· Inclusion criteria.

1. 60~69 years old
2. Chinese residents living in the community
3. Have a smart phone with an internet connection at home, existing users of TikTok or have a willingness to download and use TikTok

Individuals with sarcopenia screening questionnaire: Five-item (strength, walking assistance, rising from a chair, stair-climbing, and falls) combined with calf circumference [SARC-CalF] ≥11 [2,32]

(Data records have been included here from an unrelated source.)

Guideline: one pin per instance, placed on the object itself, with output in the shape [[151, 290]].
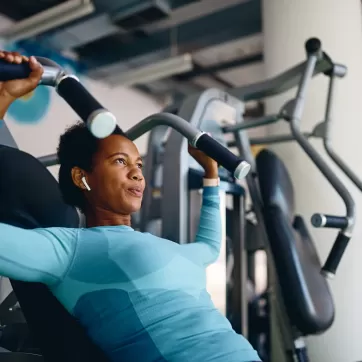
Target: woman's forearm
[[5, 103]]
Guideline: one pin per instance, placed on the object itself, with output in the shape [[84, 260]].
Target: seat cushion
[[30, 198], [306, 294]]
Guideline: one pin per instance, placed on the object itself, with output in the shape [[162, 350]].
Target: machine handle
[[330, 267], [10, 71], [329, 221], [99, 120], [223, 156]]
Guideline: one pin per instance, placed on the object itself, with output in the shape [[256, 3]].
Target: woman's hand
[[209, 165], [13, 89]]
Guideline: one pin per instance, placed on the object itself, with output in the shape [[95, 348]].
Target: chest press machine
[[30, 198], [297, 281]]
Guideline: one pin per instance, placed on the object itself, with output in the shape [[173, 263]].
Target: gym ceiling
[[223, 36]]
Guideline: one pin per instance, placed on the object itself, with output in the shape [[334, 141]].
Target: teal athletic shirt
[[139, 297]]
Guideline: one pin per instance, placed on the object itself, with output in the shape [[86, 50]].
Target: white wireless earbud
[[85, 183]]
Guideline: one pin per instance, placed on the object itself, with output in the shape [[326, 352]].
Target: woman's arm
[[206, 247], [39, 255]]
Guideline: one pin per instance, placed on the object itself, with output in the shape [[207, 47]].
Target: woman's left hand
[[209, 165]]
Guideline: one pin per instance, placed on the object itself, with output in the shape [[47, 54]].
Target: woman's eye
[[121, 160]]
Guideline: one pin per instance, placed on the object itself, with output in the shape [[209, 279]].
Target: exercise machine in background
[[297, 282]]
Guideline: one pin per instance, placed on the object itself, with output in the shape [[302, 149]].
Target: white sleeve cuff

1. Individuals with possible sarcopenia, as defined by low Grip Strength [M:<28 kg, F:<18kg] in accordance with the 2019 Asian working group consensus on diagnosis criteria for sarcopenia [2]
2. Be able to attend the community health center (at their own expense if travel is required) on six occasions for the duration of the study
3. Informed consent for screening and research

· Exclusion criteria.

1. Unable to communicate or independently complete learning and exercise using TikTok
2. Serious or unstable medical illness, such as severe cardiovascular or respiratory conditions, mental disorder, dementia, etc.
3. Currently undertaking regular exercise (e.g. Tai Chi and Square Dance) and exercise intensity is moderate (≥ 150mins/week)
4. Contraindications for the use of Bioelectrical Impedance Analysis (BIA), such as people with implanted cardiac pacemakers, or other electronic devices or metal grafts, or with significant pitting oedema, or with limb dysfunction or body paralysis, or while taking medications that affect body composition, such as diuretics or glucocorticoids.

· Primary aim.

Evaluate the feasibility and acceptability of the research procedures, including:

1. Assessing recruitment capability and participant characteristics: Recording the recruitment process, including participant numbers screened, eligible, approached, consented, and excluded after screening; then calculating the relevant rates.
2. Assessing intervention and study procedures’ acceptability and suitability: a) Participants’ evaluation of the intervention and study procedures; b) Whether the rationale for participant dropout is associated with the intervention and study procedures; c) Participants adherence to the intervention including the compliance rate for completion of the entire study, health education, and exercise, respectively; d) Follow-up rate = Number of participants who complete the follow-up stage / Number of participants who complete the six-week exercise intervention.
3. Assessing data collection procedures and outcome measurements: a) Time needed to collect data; b) Experiences of the secondary outcome measures, such as whether they feel fatigued or burdened.
4. Assessing resources and the ability to conduct the study and intervention: a) Duration of time required to complete each step of this study; b) Ability to complete the study within the allotted time; c) Capacity of researchers to collaborate with community healthcare professionals; d) Evaluate researchers’ data organization, management, and analysis ability.
5. Assessing participant responsiveness to intervention: a) Investigate subjective experiences of the participants during the intervention; b) Measure objective outcomes before and after intervention.

· Secondary outcomes.

Table 1 outlines the two types of secondary outcomes that will be evaluated at various points throughout the study. The first category consists of muscle-related outcomes, including muscle strength, muscle mass, and physical performance. The second category includes additional body parameters such as anthropometric indices, nutrition state, perceived knowledge, personal motivation, behavioral skills, and monitoring of behavior change. The questionnaire survey, like MNA-SF, SEMCD-6, and the Self-Management for Chronic Disease Scale, will be conducted after the physical measurements are assessed. The PI will ask participants the questionnaire questions verbally and will record their answers electronically. If participants wish to see the questionnaires, they will be provided with a paper copy. Those measurements will take about 30–40 minutes in total to complete, which will be assessed in an office provided by the community health center.

Download:

• PPT
  PowerPoint slide
• PNG
  larger image
• TIFF
  original image

Table 1. Overview of instruments and time of outcome measures.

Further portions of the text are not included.